Quick Tips on Making Project Meetings Work Better

Long term projects need meetings to check progress, address issues, and keep stakeholders engaged. Here’s a couple of tips to make sure your regularly scheduled meetings have some teeth:

Provide an agenda: Meetings eat up time and if you know the agenda in advance you will have an idea of how much. If you want to add an item to the agenda then respond to the organizer (and cc: all) to make that request. If everyone practices this, then you can keep meeting time focused.

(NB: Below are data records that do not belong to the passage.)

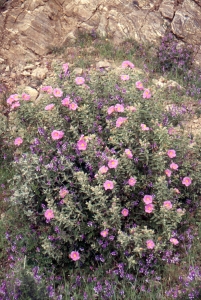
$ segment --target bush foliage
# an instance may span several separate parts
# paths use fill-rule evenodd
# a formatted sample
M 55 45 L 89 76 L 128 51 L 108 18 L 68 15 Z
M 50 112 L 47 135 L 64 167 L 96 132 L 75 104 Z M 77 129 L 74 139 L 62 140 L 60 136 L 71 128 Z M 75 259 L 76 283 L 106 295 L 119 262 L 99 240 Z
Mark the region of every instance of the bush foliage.
M 135 269 L 150 253 L 160 260 L 199 206 L 199 141 L 171 117 L 164 126 L 161 91 L 122 66 L 76 77 L 65 65 L 37 103 L 13 108 L 11 201 L 57 266 Z

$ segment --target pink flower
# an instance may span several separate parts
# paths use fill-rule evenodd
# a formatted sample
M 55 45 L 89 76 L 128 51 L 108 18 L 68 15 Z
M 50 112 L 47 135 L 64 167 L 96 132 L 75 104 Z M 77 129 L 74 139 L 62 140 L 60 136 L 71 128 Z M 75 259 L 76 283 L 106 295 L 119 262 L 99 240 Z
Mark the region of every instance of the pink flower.
M 11 109 L 14 109 L 16 107 L 20 106 L 20 102 L 18 94 L 10 95 L 10 97 L 6 100 L 7 104 L 11 105 Z
M 180 191 L 177 188 L 174 188 L 176 194 L 180 194 Z
M 66 73 L 68 71 L 68 64 L 63 64 L 62 69 L 64 70 L 64 73 Z
M 190 177 L 184 177 L 183 180 L 182 180 L 182 184 L 184 184 L 185 186 L 189 186 L 191 185 L 191 179 Z
M 154 205 L 152 203 L 145 205 L 145 212 L 150 214 L 154 210 Z
M 163 207 L 165 207 L 167 209 L 171 209 L 172 208 L 172 203 L 170 201 L 164 201 L 163 202 Z
M 11 105 L 13 102 L 15 102 L 15 100 L 11 97 L 9 97 L 7 100 L 6 100 L 7 104 Z
M 168 134 L 169 135 L 172 135 L 172 134 L 174 134 L 175 133 L 175 129 L 174 128 L 169 128 L 168 129 Z
M 124 106 L 122 104 L 116 104 L 114 108 L 117 112 L 124 112 Z
M 14 145 L 16 146 L 19 146 L 23 143 L 23 139 L 21 137 L 17 137 L 15 140 L 14 140 Z
M 52 209 L 47 209 L 44 215 L 48 221 L 54 218 L 54 212 Z
M 175 163 L 171 163 L 170 164 L 170 169 L 173 169 L 173 170 L 178 170 L 179 166 Z
M 149 89 L 145 89 L 142 96 L 143 96 L 144 99 L 151 98 L 151 92 L 150 92 L 150 90 Z
M 141 81 L 137 81 L 137 82 L 135 83 L 135 86 L 136 86 L 136 88 L 139 89 L 139 90 L 144 90 L 144 87 L 143 87 L 143 84 L 142 84 Z
M 174 157 L 177 156 L 177 155 L 176 155 L 176 151 L 175 151 L 174 149 L 168 150 L 167 155 L 168 155 L 170 158 L 174 158 Z
M 53 140 L 60 140 L 64 136 L 64 132 L 59 130 L 53 130 L 51 136 Z
M 134 186 L 136 184 L 137 180 L 134 177 L 129 178 L 128 184 L 130 186 Z
M 19 101 L 16 101 L 16 102 L 14 102 L 14 103 L 11 105 L 11 109 L 14 109 L 14 108 L 17 108 L 17 107 L 20 107 L 20 102 L 19 102 Z
M 105 190 L 112 190 L 114 188 L 114 183 L 110 180 L 106 180 L 103 186 Z
M 90 86 L 88 86 L 87 84 L 83 84 L 83 87 L 85 88 L 85 89 L 87 89 L 87 90 L 89 90 L 90 89 Z
M 108 171 L 108 167 L 106 166 L 102 166 L 99 170 L 98 170 L 101 174 L 105 174 Z
M 50 85 L 43 86 L 42 91 L 47 92 L 48 94 L 52 94 L 53 88 Z
M 70 110 L 76 110 L 77 108 L 78 108 L 77 103 L 71 102 L 71 103 L 69 104 L 69 109 L 70 109 Z
M 109 231 L 108 229 L 102 230 L 101 233 L 100 233 L 100 235 L 102 237 L 106 237 L 108 235 L 108 231 Z
M 175 238 L 171 238 L 170 239 L 170 243 L 172 243 L 173 245 L 178 245 L 179 244 L 179 241 Z
M 81 139 L 77 142 L 78 150 L 86 150 L 87 149 L 87 142 L 84 139 Z
M 122 211 L 121 211 L 121 214 L 124 216 L 124 217 L 127 217 L 128 214 L 129 214 L 129 210 L 127 208 L 123 208 Z
M 147 249 L 154 249 L 155 247 L 155 244 L 152 240 L 147 240 L 146 244 L 147 244 Z
M 166 169 L 165 174 L 167 175 L 167 177 L 170 177 L 172 172 L 169 169 Z
M 56 89 L 53 90 L 53 95 L 54 95 L 55 97 L 59 98 L 59 97 L 62 97 L 63 92 L 62 92 L 61 89 L 56 88 Z
M 130 67 L 131 69 L 133 69 L 134 68 L 134 64 L 132 62 L 130 62 L 129 60 L 125 60 L 125 61 L 122 62 L 121 67 L 123 69 L 125 69 L 127 67 Z
M 110 107 L 108 107 L 107 113 L 108 113 L 108 115 L 111 115 L 114 111 L 115 111 L 115 107 L 110 106 Z
M 13 99 L 13 101 L 18 101 L 19 100 L 19 95 L 18 94 L 13 94 L 13 95 L 10 95 L 11 99 Z
M 116 167 L 118 166 L 118 160 L 117 159 L 110 159 L 108 162 L 108 167 L 110 169 L 116 169 Z
M 141 126 L 141 129 L 144 131 L 149 130 L 149 127 L 147 127 L 147 125 L 145 125 L 145 124 L 141 124 L 140 126 Z
M 126 155 L 127 155 L 128 158 L 130 158 L 130 159 L 133 158 L 133 154 L 132 154 L 131 150 L 125 149 L 125 153 L 126 153 Z
M 123 118 L 123 117 L 119 117 L 116 120 L 116 127 L 120 127 L 123 123 L 125 123 L 127 121 L 127 118 Z
M 177 208 L 178 214 L 183 214 L 183 210 L 181 208 Z
M 59 191 L 59 196 L 60 196 L 61 198 L 64 198 L 68 193 L 69 193 L 69 191 L 68 191 L 66 188 L 62 188 L 62 189 L 60 189 L 60 191 Z
M 30 95 L 25 94 L 25 93 L 22 93 L 22 99 L 23 99 L 23 100 L 28 101 L 30 98 L 31 98 Z
M 130 110 L 132 112 L 135 112 L 136 111 L 136 107 L 135 106 L 127 106 L 126 107 L 127 110 Z
M 45 110 L 52 110 L 54 108 L 54 104 L 48 104 L 47 106 L 45 106 Z
M 127 80 L 129 80 L 130 77 L 129 77 L 129 75 L 121 75 L 120 78 L 123 81 L 127 81 Z
M 52 88 L 50 85 L 47 85 L 47 86 L 46 86 L 46 92 L 47 92 L 49 95 L 51 95 L 52 92 L 53 92 L 53 88 Z
M 61 103 L 62 103 L 62 105 L 63 106 L 69 106 L 69 104 L 70 104 L 70 97 L 66 97 L 66 98 L 64 98 L 63 100 L 61 100 Z
M 82 85 L 85 82 L 85 79 L 83 77 L 76 77 L 75 83 L 78 85 Z
M 79 259 L 80 259 L 80 254 L 79 254 L 78 251 L 72 251 L 72 252 L 70 253 L 69 257 L 70 257 L 72 260 L 76 261 L 76 260 L 79 260 Z
M 143 197 L 143 202 L 144 202 L 145 204 L 151 204 L 152 201 L 153 201 L 153 197 L 152 197 L 151 195 L 145 195 L 145 196 Z

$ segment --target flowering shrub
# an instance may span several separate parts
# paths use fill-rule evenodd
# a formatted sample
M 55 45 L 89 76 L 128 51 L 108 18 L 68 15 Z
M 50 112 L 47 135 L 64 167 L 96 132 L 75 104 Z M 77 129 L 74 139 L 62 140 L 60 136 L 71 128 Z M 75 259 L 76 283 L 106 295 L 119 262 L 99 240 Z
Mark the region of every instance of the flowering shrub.
M 140 84 L 132 63 L 118 75 L 67 71 L 35 105 L 15 96 L 12 203 L 58 265 L 131 268 L 179 247 L 187 200 L 199 202 L 199 147 L 162 125 L 164 99 Z
M 192 64 L 192 54 L 191 46 L 179 46 L 174 35 L 169 33 L 162 38 L 157 56 L 163 71 L 186 71 Z

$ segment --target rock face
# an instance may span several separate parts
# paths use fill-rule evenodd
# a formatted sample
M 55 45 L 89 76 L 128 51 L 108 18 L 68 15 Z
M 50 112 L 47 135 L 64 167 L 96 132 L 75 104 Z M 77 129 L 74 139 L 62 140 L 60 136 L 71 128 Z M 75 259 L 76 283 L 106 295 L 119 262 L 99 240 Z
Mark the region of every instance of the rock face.
M 163 0 L 159 7 L 162 16 L 170 20 L 174 17 L 174 0 Z
M 78 29 L 116 43 L 158 43 L 167 28 L 197 46 L 201 64 L 200 0 L 9 0 L 0 12 L 0 56 L 10 65 L 35 60 L 75 39 Z

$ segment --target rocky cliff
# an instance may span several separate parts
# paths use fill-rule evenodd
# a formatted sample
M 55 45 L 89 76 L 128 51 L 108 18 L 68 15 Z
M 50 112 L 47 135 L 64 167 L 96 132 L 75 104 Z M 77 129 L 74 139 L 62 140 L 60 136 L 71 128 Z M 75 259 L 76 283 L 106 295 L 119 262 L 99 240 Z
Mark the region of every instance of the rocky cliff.
M 78 29 L 116 43 L 158 43 L 169 29 L 196 46 L 201 64 L 201 0 L 8 0 L 0 14 L 0 55 L 11 66 L 67 45 Z

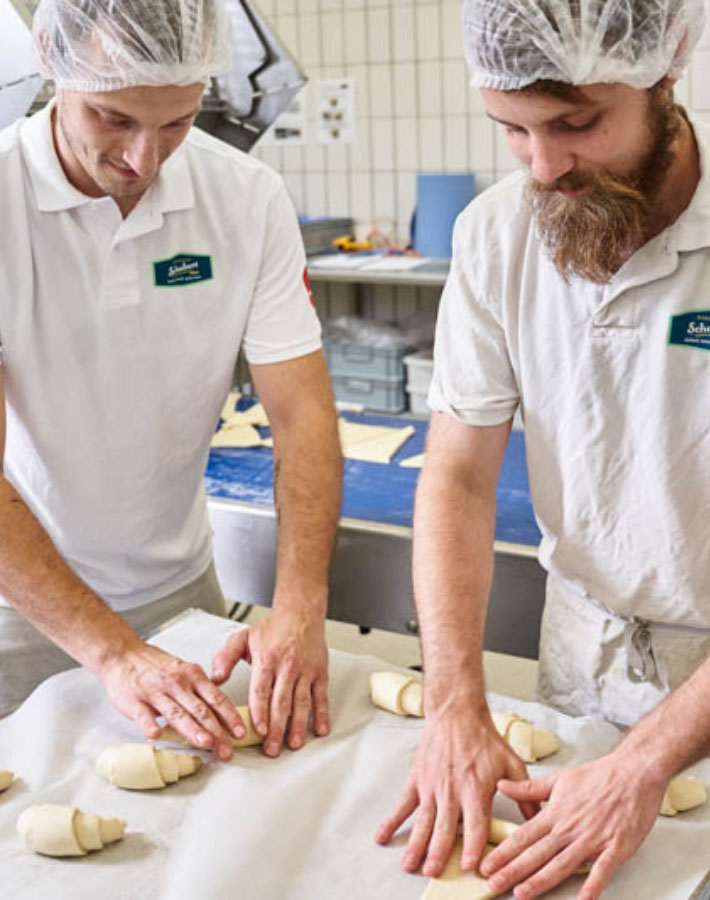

Define the Action Items: Updates are fine, but the real takaway from a meeting is action. An Action Item needs three things to be effective. An Owner, a Deliverable, and a Deadline. Meeting agendas should include an update on open action items.

Send a Recap: The agenda is the template for what was discussed: what was learned, what was debated, what was agreed upon, what was decided, and were there any actionable items. By keeping a brief summary of the meeting, attendees can get up to speed if they miss one. Minutes would also remind folks of new Action Items and connect them to the agenda.

Interim Review: Sometimes it is necessary to do a recap – explain the current project scope, demonstrate what progress has been made, and discuss whether the progress is appropriate and deadlines reasonable. Schedule these at meeting junctures that would otherwise have short agendas. This may be when progress has been inhibited by resource setbacks or after a a scope change.